In other words, the LAUSD is running out of ways to hide its public employee debt—and is running out of money to pay for it.
Because school districts in California receive state aid based on the number of students enrolled in district schools, the LAUSD's declining enrollment means there is less state funding to cover those future costs. The district has done a poor job of setting aside funds to keep its OPEB accounts full—the school district has only $244 million in assets to cover more than $15.2 billion in liabilities, the report shows—and a pay-as-you-go strategy works only as long as future cash flows can keep up. Public employees will continue to accrue benefits until they die, but declining enrollment exposes the district's fiscal problem.

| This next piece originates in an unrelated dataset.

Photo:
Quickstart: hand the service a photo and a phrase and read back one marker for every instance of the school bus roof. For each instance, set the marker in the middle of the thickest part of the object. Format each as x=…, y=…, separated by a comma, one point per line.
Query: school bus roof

While there are a variety of rules governing when school district employees can retire, most are eligible for retirement when their years of service and age add up to 80. In other words, a 55-year-old with 25 years of employment could retire with full benefits. The report shows that the most common ages for LAUSD employees to retire are between 59 and 61.
As Marc Joffe, a senior policy analyst for the Reason Foundation (which publishes this blog), wrote last year in the Orange County Register, the LAUSD's OPEB costs per student are much higher than several other large California school districts. For the 2016 school year, LAUSD paid $525 per student for OPEBs compared to $81 at Irvine Unified, $29 at San Diego Unified, and $0 at Oakland Unified, which does not subsidize retiree health insurance coverage at all. Unlike most other districts, the LAUSD provides the same health coverage for employees and retirees, with neither group paying premiums for their insurance. By contrast, retirees in Oakland pay their full health insurance premiums.
If the LAUSD required employees and retirees to cover just 10 percent of the health insurance premiums, the district could save $54 million annually, according to a 2015 report from the district's Independent Financial Review Panel.
And as the Los Angeles Times editorial board noted in November, even a supposed "freeze" on health care spending wasn't much of a freeze. "That doesn't mean its expenses will stay the same; instead, the district will withdraw dollars from a healthcare reserve to cover the higher costs, rather than spending out of the general fund," the paper explained.
The arrangement, the Times said, was "like saying it'll be easier to talk about buying health insurance after you're in the hospital."
If the forthcoming report from Aon Hewitt is any indication, the school district should be calling a metaphorical ambulance.